U.N. Der Written, Queensland
Dear Mr Der Written,
This is an area where details matter, and we don't know the details, so we have to speak in general terms. That said, I'd agree that this situation has the potential to be a declarable conflict of interest.
I should also say that such transactions could be conflicts of interest without being in themselves wrong – that is, the insurance policies could be exactly the most suitable ones for your organisation, and the board or chair or CEO could be exactly correct in choosing them, and there could still be a problem with conflicts of interest.
Whatever the pros and cons of the actual contracts, though, it would be a clear and direct conflict if the board itself had any role in determining what insurance policies the organisation held. If the chair was actually voting on something she had an interest in without declaring it, that would be wrong and probably a legal offence. However, it's unlikely that's the case; normally such decisions are made at the staff or CEO level, and probably not even reported to the board except as an item in the accounts.
If that's the situation, and if the CEO is choosing policies with the chair's company, what are the issues there?
The risk, of course, is that the CEO is choosing those particular insurance policies to please the chair because the chair might have considerable influence over the CEO's annual review and eventual reappointment. For this reason, there's at least the possibility of at least a perceived conflict of interest. It would be preferable – on general principles of transparency and accountability – for the chair to report the matter to the board and seek their guidance on what should be done to avoid such a risk.
If the CEO were to report, for example, that other tenders had been sought but had proved less satisfactory, that would probably be enough. On the other hand, if there were any reason to suspect that the CEO was actually prepared to mislead the board on such a matter, you would have much more serious problems with your governance.
The very fact that you're asking this question of an advice column rather than your chair suggests that you have some reservations about how she’s going to take it. It also suggests that you're reluctant to stick your neck out to find out. Otherwise, your next step would be to raise the matter with the chair privately, and, if it is not satisfactorily resolved, to bring it up at the next board meeting.
If you do have reservations about how the chair is going to take it, where do you go next?
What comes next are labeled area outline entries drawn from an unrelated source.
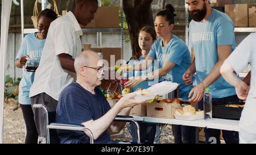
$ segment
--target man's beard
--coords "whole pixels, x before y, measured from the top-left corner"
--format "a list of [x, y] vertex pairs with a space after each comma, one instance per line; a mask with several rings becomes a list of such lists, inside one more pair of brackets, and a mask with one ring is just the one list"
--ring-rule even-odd
[[204, 19], [207, 14], [206, 4], [204, 3], [202, 10], [196, 10], [191, 11], [192, 19], [197, 22], [200, 22]]

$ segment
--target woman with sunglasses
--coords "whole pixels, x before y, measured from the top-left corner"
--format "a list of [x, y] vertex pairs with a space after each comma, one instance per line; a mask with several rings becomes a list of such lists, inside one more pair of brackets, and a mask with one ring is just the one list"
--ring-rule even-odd
[[[131, 77], [131, 80], [125, 83], [125, 87], [133, 87], [142, 82], [162, 77], [163, 80], [180, 84], [179, 97], [188, 100], [188, 93], [192, 89], [192, 85], [185, 85], [182, 79], [182, 76], [192, 64], [192, 60], [185, 43], [172, 32], [174, 27], [174, 17], [176, 16], [172, 6], [168, 4], [166, 6], [166, 10], [160, 11], [156, 14], [154, 26], [159, 38], [152, 45], [145, 60], [131, 66], [129, 70], [145, 70], [156, 60], [159, 62], [159, 69], [146, 76]], [[126, 68], [127, 66], [124, 67]], [[127, 72], [125, 69], [123, 71]], [[164, 89], [164, 87], [163, 89]], [[180, 129], [177, 129], [177, 131], [180, 132]], [[181, 132], [183, 143], [194, 143], [194, 139], [191, 136], [193, 135], [193, 133], [191, 133], [189, 127], [181, 127]], [[180, 136], [175, 137], [176, 142], [183, 143], [181, 133], [177, 135]], [[177, 139], [179, 140], [177, 140]]]
[[[22, 68], [28, 58], [40, 60], [51, 23], [57, 18], [57, 14], [51, 9], [42, 11], [38, 16], [39, 32], [27, 35], [24, 38], [15, 59], [15, 65]], [[39, 62], [37, 62], [39, 63]], [[37, 144], [38, 133], [34, 120], [34, 114], [28, 97], [34, 81], [35, 72], [23, 72], [19, 86], [19, 103], [23, 114], [26, 127], [26, 144]]]

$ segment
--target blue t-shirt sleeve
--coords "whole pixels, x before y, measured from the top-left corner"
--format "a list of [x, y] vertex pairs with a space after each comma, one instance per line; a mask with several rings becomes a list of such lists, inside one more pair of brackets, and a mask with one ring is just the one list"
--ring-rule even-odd
[[147, 55], [147, 56], [151, 57], [154, 59], [156, 59], [156, 42], [155, 42], [152, 45], [150, 49], [150, 51]]
[[174, 43], [170, 48], [171, 52], [168, 56], [168, 60], [177, 65], [180, 65], [181, 63], [184, 53], [185, 49], [183, 47], [180, 47], [179, 42]]
[[77, 93], [69, 93], [64, 95], [67, 118], [69, 123], [81, 124], [92, 120], [92, 110], [89, 103], [82, 95]]
[[[188, 32], [191, 32], [191, 22], [189, 23], [189, 28], [188, 28]], [[190, 51], [190, 53], [192, 53], [192, 48], [193, 48], [193, 44], [192, 40], [191, 35], [189, 35], [188, 36], [188, 49]]]
[[234, 32], [234, 25], [231, 22], [225, 21], [217, 27], [217, 44], [218, 45], [232, 45]]
[[22, 57], [24, 56], [26, 54], [27, 41], [28, 41], [27, 36], [26, 36], [21, 43], [21, 45], [20, 47], [19, 48], [19, 52], [18, 52], [18, 54], [16, 56], [15, 60], [20, 59]]

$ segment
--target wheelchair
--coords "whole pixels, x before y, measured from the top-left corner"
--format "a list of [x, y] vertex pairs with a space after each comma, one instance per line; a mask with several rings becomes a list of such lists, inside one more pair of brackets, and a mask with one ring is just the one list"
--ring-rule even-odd
[[[34, 108], [42, 108], [44, 111], [45, 114], [44, 119], [46, 122], [46, 144], [50, 143], [60, 143], [60, 140], [57, 135], [56, 129], [64, 129], [64, 130], [72, 130], [72, 131], [80, 131], [87, 132], [89, 135], [90, 144], [94, 144], [93, 135], [92, 131], [86, 128], [82, 124], [63, 124], [58, 123], [49, 123], [49, 112], [48, 112], [46, 106], [43, 104], [35, 104], [33, 105]], [[56, 115], [56, 112], [52, 113], [51, 112], [51, 116], [55, 118]], [[55, 120], [55, 119], [54, 119]], [[134, 118], [130, 116], [121, 116], [117, 115], [114, 120], [115, 122], [123, 122], [126, 123], [132, 123], [134, 124], [135, 131], [134, 136], [133, 137], [133, 143], [137, 144], [141, 143], [140, 136], [139, 136], [139, 125], [138, 122], [134, 119]], [[50, 129], [51, 132], [50, 134]]]

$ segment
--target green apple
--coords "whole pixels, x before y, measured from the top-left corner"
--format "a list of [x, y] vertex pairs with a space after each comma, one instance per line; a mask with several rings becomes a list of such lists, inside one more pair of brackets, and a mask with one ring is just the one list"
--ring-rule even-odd
[[115, 96], [113, 94], [107, 94], [108, 99], [113, 99], [114, 97], [115, 97]]
[[126, 95], [131, 93], [131, 90], [129, 88], [125, 88], [123, 91], [122, 91], [122, 95]]

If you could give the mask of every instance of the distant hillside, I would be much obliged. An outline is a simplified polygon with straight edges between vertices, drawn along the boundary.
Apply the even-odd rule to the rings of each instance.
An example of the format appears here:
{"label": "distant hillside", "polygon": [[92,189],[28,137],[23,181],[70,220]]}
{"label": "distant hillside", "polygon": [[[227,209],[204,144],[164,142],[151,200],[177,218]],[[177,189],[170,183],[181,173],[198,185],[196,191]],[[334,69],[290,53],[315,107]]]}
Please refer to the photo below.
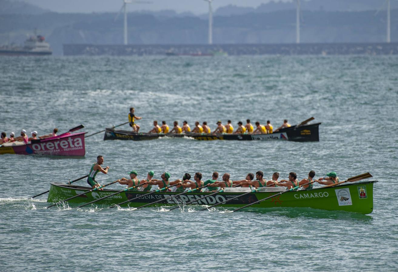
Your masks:
{"label": "distant hillside", "polygon": [[19,1],[0,0],[0,14],[41,14],[50,11]]}

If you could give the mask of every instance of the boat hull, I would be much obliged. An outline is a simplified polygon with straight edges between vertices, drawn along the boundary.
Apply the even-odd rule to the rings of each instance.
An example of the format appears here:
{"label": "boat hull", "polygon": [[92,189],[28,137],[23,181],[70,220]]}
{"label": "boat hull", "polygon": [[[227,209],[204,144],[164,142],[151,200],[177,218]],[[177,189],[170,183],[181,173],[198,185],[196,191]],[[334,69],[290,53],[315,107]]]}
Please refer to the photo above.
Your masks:
{"label": "boat hull", "polygon": [[[373,185],[377,181],[370,181],[353,183],[346,183],[336,187],[326,188],[318,188],[308,191],[288,192],[279,195],[269,199],[254,204],[247,208],[247,210],[256,208],[269,208],[280,207],[305,207],[328,210],[344,211],[366,214],[373,210]],[[55,202],[76,195],[89,190],[88,187],[52,182],[50,184],[47,201]],[[193,205],[212,205],[244,193],[244,189],[240,188],[240,191],[226,191],[214,196],[210,196],[193,203]],[[236,199],[220,204],[224,207],[239,207],[253,203],[281,193],[281,187],[260,188],[263,191],[251,193],[238,197]],[[230,189],[230,190],[234,190]],[[82,204],[109,195],[116,192],[113,190],[92,192],[76,197],[68,202],[71,204]],[[128,199],[131,199],[147,192],[123,192],[93,203],[94,206],[108,206]],[[163,199],[159,203],[149,206],[173,206],[183,204],[187,202],[197,199],[211,193],[210,192],[190,193],[175,197],[170,197],[177,194],[176,193],[156,193],[151,195],[124,204],[122,207],[139,207],[154,201]]]}
{"label": "boat hull", "polygon": [[228,134],[197,133],[188,134],[135,133],[127,130],[115,130],[114,129],[105,129],[103,140],[131,140],[144,141],[154,140],[167,136],[173,138],[189,138],[201,141],[226,140],[237,141],[267,141],[282,140],[297,142],[319,141],[319,125],[320,123],[297,127],[293,126],[283,129],[278,132],[270,134]]}
{"label": "boat hull", "polygon": [[85,132],[68,134],[59,137],[43,139],[27,145],[0,147],[1,154],[47,155],[62,156],[84,156]]}

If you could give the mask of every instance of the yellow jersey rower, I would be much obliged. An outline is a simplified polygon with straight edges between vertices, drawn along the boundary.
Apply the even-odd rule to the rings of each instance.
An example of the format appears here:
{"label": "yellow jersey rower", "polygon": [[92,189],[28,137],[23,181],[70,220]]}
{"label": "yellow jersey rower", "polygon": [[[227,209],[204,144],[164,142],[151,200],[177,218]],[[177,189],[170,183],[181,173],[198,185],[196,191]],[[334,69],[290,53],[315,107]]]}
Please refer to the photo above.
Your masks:
{"label": "yellow jersey rower", "polygon": [[174,127],[170,131],[170,132],[169,132],[169,133],[172,133],[173,132],[174,132],[174,133],[176,133],[178,134],[181,134],[182,133],[182,129],[181,128],[180,126],[178,125],[178,122],[176,121],[175,121],[174,123],[173,123],[173,124],[174,125]]}
{"label": "yellow jersey rower", "polygon": [[240,121],[238,122],[238,128],[236,129],[236,130],[234,133],[234,134],[237,134],[240,133],[243,134],[245,133],[246,132],[246,128],[243,126],[243,123]]}
{"label": "yellow jersey rower", "polygon": [[149,132],[148,132],[148,133],[160,133],[162,131],[162,128],[158,124],[158,121],[156,120],[153,122],[153,128],[149,131]]}
{"label": "yellow jersey rower", "polygon": [[260,125],[259,122],[256,122],[256,126],[257,128],[253,132],[254,134],[266,134],[267,129],[265,129],[265,126]]}

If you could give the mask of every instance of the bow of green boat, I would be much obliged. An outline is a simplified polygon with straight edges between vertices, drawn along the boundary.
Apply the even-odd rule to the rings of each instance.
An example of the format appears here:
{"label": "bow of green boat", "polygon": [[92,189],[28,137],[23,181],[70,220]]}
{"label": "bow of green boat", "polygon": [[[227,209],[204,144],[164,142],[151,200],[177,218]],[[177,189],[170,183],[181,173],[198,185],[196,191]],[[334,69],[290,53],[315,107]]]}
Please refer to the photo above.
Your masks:
{"label": "bow of green boat", "polygon": [[[181,205],[193,201],[191,203],[193,205],[213,205],[220,203],[220,206],[240,207],[275,195],[269,199],[253,204],[244,210],[275,207],[306,207],[366,214],[371,213],[373,210],[373,186],[377,182],[373,181],[347,183],[334,187],[319,187],[309,190],[287,192],[286,192],[285,187],[281,187],[260,188],[257,192],[249,194],[246,193],[251,191],[248,188],[225,188],[224,191],[208,197],[205,197],[212,194],[212,192],[187,193],[174,197],[174,195],[178,193],[160,192],[148,195],[146,195],[148,192],[128,191],[115,194],[118,190],[104,190],[88,193],[74,198],[68,203],[72,205],[82,204],[109,196],[95,202],[94,204],[106,207],[132,200],[132,201],[122,206],[137,207],[160,200],[149,206]],[[50,184],[47,201],[55,203],[81,194],[90,189],[87,187],[52,182]],[[285,193],[281,194],[283,192]],[[223,202],[228,199],[236,198],[240,195],[242,195],[242,197],[236,198],[223,204]],[[137,198],[138,197],[140,197]],[[195,201],[199,198],[201,199]]]}

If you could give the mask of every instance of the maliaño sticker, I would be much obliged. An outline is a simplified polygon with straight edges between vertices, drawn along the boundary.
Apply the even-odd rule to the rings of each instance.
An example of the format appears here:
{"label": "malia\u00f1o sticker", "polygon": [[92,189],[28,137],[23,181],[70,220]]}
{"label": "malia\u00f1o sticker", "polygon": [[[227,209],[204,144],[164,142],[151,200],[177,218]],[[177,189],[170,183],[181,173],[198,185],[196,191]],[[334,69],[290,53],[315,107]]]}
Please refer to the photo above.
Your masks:
{"label": "malia\u00f1o sticker", "polygon": [[343,189],[336,189],[336,196],[339,206],[352,205],[351,195],[349,193],[349,189],[345,188]]}

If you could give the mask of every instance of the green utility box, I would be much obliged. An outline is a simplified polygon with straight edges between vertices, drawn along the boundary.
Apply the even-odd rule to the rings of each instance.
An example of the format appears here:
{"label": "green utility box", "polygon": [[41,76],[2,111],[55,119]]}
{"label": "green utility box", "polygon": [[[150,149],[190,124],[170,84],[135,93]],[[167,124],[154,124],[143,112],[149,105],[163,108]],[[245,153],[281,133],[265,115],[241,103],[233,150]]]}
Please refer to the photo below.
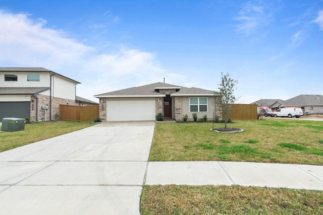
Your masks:
{"label": "green utility box", "polygon": [[25,119],[4,118],[2,119],[2,131],[18,131],[25,129]]}

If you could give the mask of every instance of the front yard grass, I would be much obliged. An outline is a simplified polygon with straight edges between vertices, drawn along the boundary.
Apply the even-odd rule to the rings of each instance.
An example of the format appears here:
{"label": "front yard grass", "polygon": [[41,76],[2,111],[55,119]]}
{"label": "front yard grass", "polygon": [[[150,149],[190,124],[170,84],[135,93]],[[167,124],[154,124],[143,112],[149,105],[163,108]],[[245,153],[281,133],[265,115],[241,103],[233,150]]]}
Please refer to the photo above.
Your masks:
{"label": "front yard grass", "polygon": [[142,214],[321,214],[323,192],[241,186],[145,186]]}
{"label": "front yard grass", "polygon": [[[234,120],[242,133],[211,123],[156,123],[149,161],[230,161],[323,165],[323,122]],[[214,127],[224,126],[214,123]]]}
{"label": "front yard grass", "polygon": [[[222,127],[223,124],[214,123]],[[149,160],[232,161],[323,165],[323,122],[235,120],[242,133],[212,123],[156,123]],[[323,214],[323,192],[241,186],[144,186],[142,214]]]}
{"label": "front yard grass", "polygon": [[93,122],[66,120],[26,124],[25,129],[22,131],[0,132],[0,152],[75,131],[94,124]]}

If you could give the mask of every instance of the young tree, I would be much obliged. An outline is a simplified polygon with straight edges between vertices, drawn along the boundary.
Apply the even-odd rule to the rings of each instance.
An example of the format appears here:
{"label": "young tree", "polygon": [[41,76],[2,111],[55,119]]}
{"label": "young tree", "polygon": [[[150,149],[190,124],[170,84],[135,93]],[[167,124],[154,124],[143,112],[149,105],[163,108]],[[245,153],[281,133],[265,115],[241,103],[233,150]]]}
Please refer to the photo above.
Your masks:
{"label": "young tree", "polygon": [[218,84],[219,91],[214,92],[215,95],[218,96],[216,100],[216,107],[224,115],[225,130],[227,130],[227,118],[230,114],[232,104],[237,100],[233,95],[234,89],[236,89],[235,86],[237,83],[238,81],[231,79],[228,73],[224,75],[221,73],[221,83]]}

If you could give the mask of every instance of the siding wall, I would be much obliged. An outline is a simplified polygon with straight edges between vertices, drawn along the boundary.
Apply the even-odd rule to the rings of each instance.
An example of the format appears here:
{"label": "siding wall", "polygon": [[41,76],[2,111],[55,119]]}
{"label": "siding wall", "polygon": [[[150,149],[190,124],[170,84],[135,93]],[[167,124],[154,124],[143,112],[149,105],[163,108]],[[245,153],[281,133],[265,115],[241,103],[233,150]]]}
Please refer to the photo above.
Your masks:
{"label": "siding wall", "polygon": [[[207,118],[210,119],[212,119],[213,118],[213,113],[214,111],[216,111],[215,110],[215,106],[214,106],[214,101],[215,101],[215,97],[214,96],[182,96],[182,111],[180,111],[179,110],[176,110],[176,108],[175,107],[175,116],[176,120],[183,120],[183,115],[185,114],[187,114],[188,117],[188,120],[193,120],[193,116],[192,116],[192,114],[194,112],[190,112],[190,98],[207,98],[207,112],[198,112],[197,113],[197,118],[202,118],[203,115],[206,114],[207,115]],[[176,99],[175,98],[175,100]],[[178,103],[179,105],[180,103],[179,101],[175,101],[175,105],[177,105]],[[178,118],[180,118],[179,119]]]}
{"label": "siding wall", "polygon": [[53,76],[52,96],[68,99],[75,99],[75,84],[58,76]]}

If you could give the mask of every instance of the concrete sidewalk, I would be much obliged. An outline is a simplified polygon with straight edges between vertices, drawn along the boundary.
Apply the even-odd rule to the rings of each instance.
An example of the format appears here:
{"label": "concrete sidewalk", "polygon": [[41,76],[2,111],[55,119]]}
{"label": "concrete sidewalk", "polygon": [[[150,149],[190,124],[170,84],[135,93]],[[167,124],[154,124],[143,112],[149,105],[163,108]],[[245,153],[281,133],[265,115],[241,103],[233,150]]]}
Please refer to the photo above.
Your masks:
{"label": "concrete sidewalk", "polygon": [[148,163],[154,124],[106,122],[0,153],[0,213],[139,214],[145,184],[323,191],[323,166]]}
{"label": "concrete sidewalk", "polygon": [[154,124],[103,123],[0,153],[0,213],[140,214]]}
{"label": "concrete sidewalk", "polygon": [[323,166],[250,162],[149,162],[145,184],[239,185],[323,191]]}

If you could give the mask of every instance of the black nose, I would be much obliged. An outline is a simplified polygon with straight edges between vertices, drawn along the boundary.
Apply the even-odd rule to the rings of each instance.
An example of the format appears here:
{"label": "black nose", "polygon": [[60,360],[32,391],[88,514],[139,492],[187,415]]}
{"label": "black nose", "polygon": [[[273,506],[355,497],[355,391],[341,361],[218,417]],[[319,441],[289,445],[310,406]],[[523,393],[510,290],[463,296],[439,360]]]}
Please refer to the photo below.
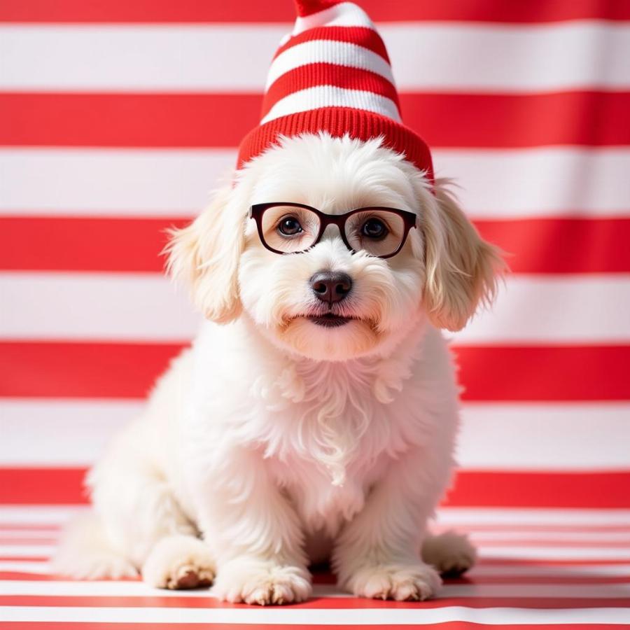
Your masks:
{"label": "black nose", "polygon": [[315,297],[328,304],[341,302],[352,288],[352,279],[339,272],[318,272],[310,282]]}

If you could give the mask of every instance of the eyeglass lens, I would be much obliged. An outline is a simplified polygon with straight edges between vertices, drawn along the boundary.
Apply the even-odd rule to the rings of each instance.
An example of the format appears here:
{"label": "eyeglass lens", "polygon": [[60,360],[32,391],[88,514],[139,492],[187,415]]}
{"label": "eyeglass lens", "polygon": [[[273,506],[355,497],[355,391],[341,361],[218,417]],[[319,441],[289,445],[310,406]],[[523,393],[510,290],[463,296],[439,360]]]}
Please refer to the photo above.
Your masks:
{"label": "eyeglass lens", "polygon": [[[263,213],[262,228],[269,247],[291,253],[312,247],[319,236],[321,220],[307,208],[274,206]],[[396,251],[402,242],[405,221],[396,212],[368,208],[349,215],[344,231],[354,251],[386,256]]]}

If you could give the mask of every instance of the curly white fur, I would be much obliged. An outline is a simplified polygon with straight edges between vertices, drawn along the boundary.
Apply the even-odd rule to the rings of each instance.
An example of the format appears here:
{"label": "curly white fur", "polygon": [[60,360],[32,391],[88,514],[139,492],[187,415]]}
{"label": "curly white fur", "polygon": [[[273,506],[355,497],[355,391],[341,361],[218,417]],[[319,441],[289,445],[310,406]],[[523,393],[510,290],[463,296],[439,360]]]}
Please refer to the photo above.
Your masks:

Nowhere, really. When I say "at least the possibility of at least a perceived conflict of interest", I suspect that those two "at least" caveats drain the urgency out of the matter to the point where no regulator is likely to touch it. If I were a regulator, my reaction would be along the lines of, "Well, the board seems to know about it, and hasn't complained – silence gives consent. Why would I want to second-guess them when they'd probably only vote with the chair if it ever came to that?"